Inleiding
Dit document beschrijft het probleem dat zich voordoet wanneer het Kernpaneel wordt ervaren, bijvoorbeeld bij vManager-herstart en de release van versie 20.3.2.1.
Probleem
Het is waargenomen dat sommige van de implementatie kernelpaniek ervoeren en de vManager instanties zijn herstart. Er werd opgemerkt dat de APP-server een hoge geheugenvoetafdruk heeft. De signatuur zou zijn dat Linux-processen crashen door Out of Memory (OOM), met vrije geheugen onder of rond 300 MB vrij.

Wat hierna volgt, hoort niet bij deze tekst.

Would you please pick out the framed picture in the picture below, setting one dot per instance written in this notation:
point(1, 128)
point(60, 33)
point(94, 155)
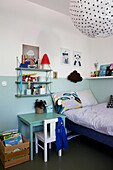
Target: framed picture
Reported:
point(103, 69)
point(31, 53)
point(55, 75)
point(76, 58)
point(65, 56)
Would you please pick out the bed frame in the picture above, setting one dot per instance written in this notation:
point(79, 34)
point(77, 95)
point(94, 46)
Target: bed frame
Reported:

Gebleken probleemgebieden zijn:
1. IDE vs SCSI
2. OOM - Kernel Paniek
Oplossing
Dit document begeleidt u bij de wijzigingen die op ESXI 6.7 (16713306) moeten worden aangebracht.

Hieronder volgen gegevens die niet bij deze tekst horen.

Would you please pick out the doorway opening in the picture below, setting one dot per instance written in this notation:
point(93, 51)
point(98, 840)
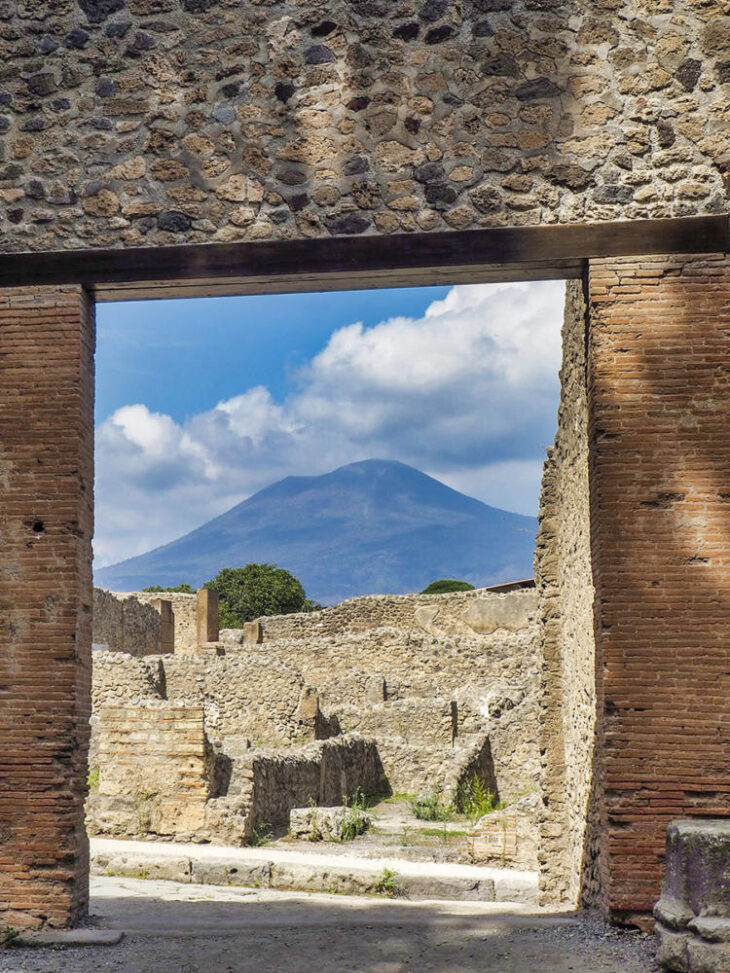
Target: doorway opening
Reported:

Data Disk Controller configureren
De optie zal beschikbaar worden gesteld afhankelijk van wat de onderliggende hardware kan doen. Als het disktype dat de datastore wordt beheerd een HDD is, is alleen SCSI-optie beschikbaar. Als de diskhost-datastore van het mediatype SSD is, kunt u SCSI en SATA configureren. Hier bevelen we aan om de diskcontroller op te zetten als een energiezuiniger.
Neem een reservekopie van het diskette of een VM-snapshot voordat u verdergaat.
Ga als volgt te werk:
- Gebruik de opdracht Aanvraag nms alle stop van de vManager CLI sessie.
- Schakel de VM uit.
- Voeg een nieuw apparaat toe op elk van de vManager instanties als het nog niet is toegevoegd.

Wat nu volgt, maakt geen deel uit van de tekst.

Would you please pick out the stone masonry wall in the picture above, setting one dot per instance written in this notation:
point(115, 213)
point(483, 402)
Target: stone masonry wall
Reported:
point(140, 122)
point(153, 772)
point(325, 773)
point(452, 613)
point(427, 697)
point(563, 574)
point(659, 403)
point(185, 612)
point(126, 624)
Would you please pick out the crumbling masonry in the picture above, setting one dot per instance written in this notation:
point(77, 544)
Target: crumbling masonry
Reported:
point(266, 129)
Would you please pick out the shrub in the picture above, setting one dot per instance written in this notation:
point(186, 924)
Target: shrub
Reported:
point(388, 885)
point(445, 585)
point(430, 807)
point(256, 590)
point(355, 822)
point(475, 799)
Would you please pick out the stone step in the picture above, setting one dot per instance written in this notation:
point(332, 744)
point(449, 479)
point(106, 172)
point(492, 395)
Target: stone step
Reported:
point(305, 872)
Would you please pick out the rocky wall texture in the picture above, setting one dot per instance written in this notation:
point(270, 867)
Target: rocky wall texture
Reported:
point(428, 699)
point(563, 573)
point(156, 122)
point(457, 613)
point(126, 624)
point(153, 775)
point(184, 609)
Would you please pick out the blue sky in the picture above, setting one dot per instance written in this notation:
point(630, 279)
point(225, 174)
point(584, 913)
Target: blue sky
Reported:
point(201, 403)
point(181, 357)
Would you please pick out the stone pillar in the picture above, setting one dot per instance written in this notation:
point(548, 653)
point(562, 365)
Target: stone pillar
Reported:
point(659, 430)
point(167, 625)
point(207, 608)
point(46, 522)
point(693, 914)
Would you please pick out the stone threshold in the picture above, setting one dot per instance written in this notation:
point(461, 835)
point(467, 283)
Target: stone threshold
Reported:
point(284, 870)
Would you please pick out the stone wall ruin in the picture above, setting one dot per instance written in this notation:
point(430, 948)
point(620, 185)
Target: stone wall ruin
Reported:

- SCSI of SATA moeten door het nieuwe apparaat worden gelezen.
- Bewerk de VM-instellingen op de schijf die wordt gehost /opt/data aan SATA of SCSI.
- Zet de VM terug.
HDD-type schijf configureren - IDE naar SCSI
1. Selecteer de optie Bewerken voor de VM waar de controller moet worden gewijzigd.
2. Selecteer de optie Ander apparaat toevoegen zoals in de afbeelding.
Selecteer het controletype op basis van de onderliggende hardware.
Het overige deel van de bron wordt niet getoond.